I will be receiving data from a company called Loan Performance, that has one file/table that will hold 1 billion rows. They send data by period, and I plan to load the data via BCP via NT/DOS scripts. The 1 billion rows represents data for 200+ periods.
Are the following design plans feasible
1. Partition table by period value, I'm not sure of the max number of partitions per table in 2005, but I think we have periods data back to 1992 and a new one gets created every month, so the possibility of having > 1000 partitions exists. I plan on just pre-creating partitions for future data, instead of dynamically creating when a new period is sent.
2. Load data via BCP in DOS shell scripts that will drop index (by partition), BCP in data, and they re-create indexes by partition, is this possible ? and will I see a performance increase as opposed to one huge table (I'm pretty much sure I will). There is usually one periods data present per day, but sometimes the vendor resends all data (would get loaded on weekend).
I'm a bit unsure of where to start being I never worked with this amount of data. I worked with partitioning in Oracle a long time ago.
I plan on having an 2XQuadCore 2.66Ghz CPU with 32GB of RAM and SQL2005EE 64Bit connected to 1 Terabyte SAN Disk.
I don't see any point dropping the index - if you plan to do this every time you get new data you will surely suffer performance degradation. Does the clustered index match the order of data in the file? Bulk insert has a flag option to indicate this that optimises the insert speed.
PF, the tables may have between 5-15 indexes (as recommended by vendor), I currently have this load process setup on SQL2000, and when I have indexes on the table (4), the BCP in slows down at least 10 fold. Is this BCP option available in SQL2000 ? My reason for wanting to use partitioning is for the index drop and create (to re-create indexes on 1 billion rows would take a day or so). I did not yet create a clustered index on the table (in SQL 2K) Also, the files are fixed format data with a .fmt file defined.

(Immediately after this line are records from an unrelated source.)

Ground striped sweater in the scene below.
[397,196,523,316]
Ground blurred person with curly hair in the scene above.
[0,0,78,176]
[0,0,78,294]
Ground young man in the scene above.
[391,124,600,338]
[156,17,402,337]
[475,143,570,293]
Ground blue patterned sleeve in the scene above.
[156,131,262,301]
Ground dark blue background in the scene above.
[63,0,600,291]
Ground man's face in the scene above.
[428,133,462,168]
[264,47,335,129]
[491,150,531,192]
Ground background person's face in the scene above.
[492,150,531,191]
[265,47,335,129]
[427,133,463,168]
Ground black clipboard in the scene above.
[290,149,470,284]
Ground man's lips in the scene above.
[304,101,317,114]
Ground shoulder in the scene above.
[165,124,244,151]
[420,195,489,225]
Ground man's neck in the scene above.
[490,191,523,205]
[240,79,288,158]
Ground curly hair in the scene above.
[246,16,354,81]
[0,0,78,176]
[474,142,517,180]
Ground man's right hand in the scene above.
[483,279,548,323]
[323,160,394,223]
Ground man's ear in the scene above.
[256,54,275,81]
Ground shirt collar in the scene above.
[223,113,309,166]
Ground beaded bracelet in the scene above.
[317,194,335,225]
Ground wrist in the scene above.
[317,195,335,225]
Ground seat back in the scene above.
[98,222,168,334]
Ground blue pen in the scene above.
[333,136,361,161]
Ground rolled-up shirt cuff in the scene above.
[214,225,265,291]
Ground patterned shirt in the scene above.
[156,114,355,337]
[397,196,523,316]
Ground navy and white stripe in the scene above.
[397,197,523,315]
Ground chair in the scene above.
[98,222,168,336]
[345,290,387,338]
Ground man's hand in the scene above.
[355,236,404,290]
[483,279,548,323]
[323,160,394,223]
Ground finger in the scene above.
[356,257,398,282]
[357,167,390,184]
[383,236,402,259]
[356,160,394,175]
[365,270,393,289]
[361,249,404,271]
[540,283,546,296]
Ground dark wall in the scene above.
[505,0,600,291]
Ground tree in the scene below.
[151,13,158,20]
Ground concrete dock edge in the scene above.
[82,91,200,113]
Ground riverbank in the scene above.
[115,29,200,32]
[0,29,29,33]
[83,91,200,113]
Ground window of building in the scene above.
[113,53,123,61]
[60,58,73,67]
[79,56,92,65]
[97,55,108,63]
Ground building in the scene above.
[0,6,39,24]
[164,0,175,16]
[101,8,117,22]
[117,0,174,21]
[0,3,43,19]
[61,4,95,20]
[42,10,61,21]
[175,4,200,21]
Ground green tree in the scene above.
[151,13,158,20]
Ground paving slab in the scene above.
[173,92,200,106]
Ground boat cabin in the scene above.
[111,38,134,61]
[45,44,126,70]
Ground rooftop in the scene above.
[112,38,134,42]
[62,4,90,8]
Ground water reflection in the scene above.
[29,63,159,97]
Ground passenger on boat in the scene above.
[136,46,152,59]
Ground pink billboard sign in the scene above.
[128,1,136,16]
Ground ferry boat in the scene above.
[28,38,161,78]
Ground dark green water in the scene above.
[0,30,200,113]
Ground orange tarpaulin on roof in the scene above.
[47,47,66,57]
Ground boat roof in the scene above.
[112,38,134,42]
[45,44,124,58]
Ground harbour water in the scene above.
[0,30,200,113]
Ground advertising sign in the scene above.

AFAIK you need a CI for table partitioning. I'm not certain though. Although I've used tables of > 500, 000 rows I've never bothered with partitioning. I would love to test differences. Presumably the benefit is only really for scans right? (and for building non clustered indexes according to your post). We bulk insert into these 500k+ tables regularly - the loading of the entire db (80GB of data per load, most updates to existing rows, some new rows) takes about 3-4 hours.
Also - BULK INSERT not BCP has the CI\ file order flag.
From what I've read the majority of benefits of partitioning are seen for data loading, which is my biggest issue, not really querying. I will need to look at the files, and or ask the vendor how the data is ordered and create a CI based on that. I have 2 birds to kill here, unfamiliarity with this amount of data, as well as the data itself.
I there anyone out there that has worked with this amount of data on SQL2005 ?
PF, thanks for your help, I will look into BulkCopy as opposed to BCP, I actually did write scripts to do so (REMd out in script), just was not aware of this option.
Our dbs are in SQL2k5 - I cannot recall how they performed in 2k....
Remember that a monotonically increasing clustered index is very quick for insert speed. Since you are partitioning on period, and your client is supplying data each period, this will be monotonically increasing right? So all but the latest partition will not actually change at all.
I think the penny has just dropped for me. It is really the partitioning of the NCIs that you expect to reap dividends from, rather than the table partitioning per say.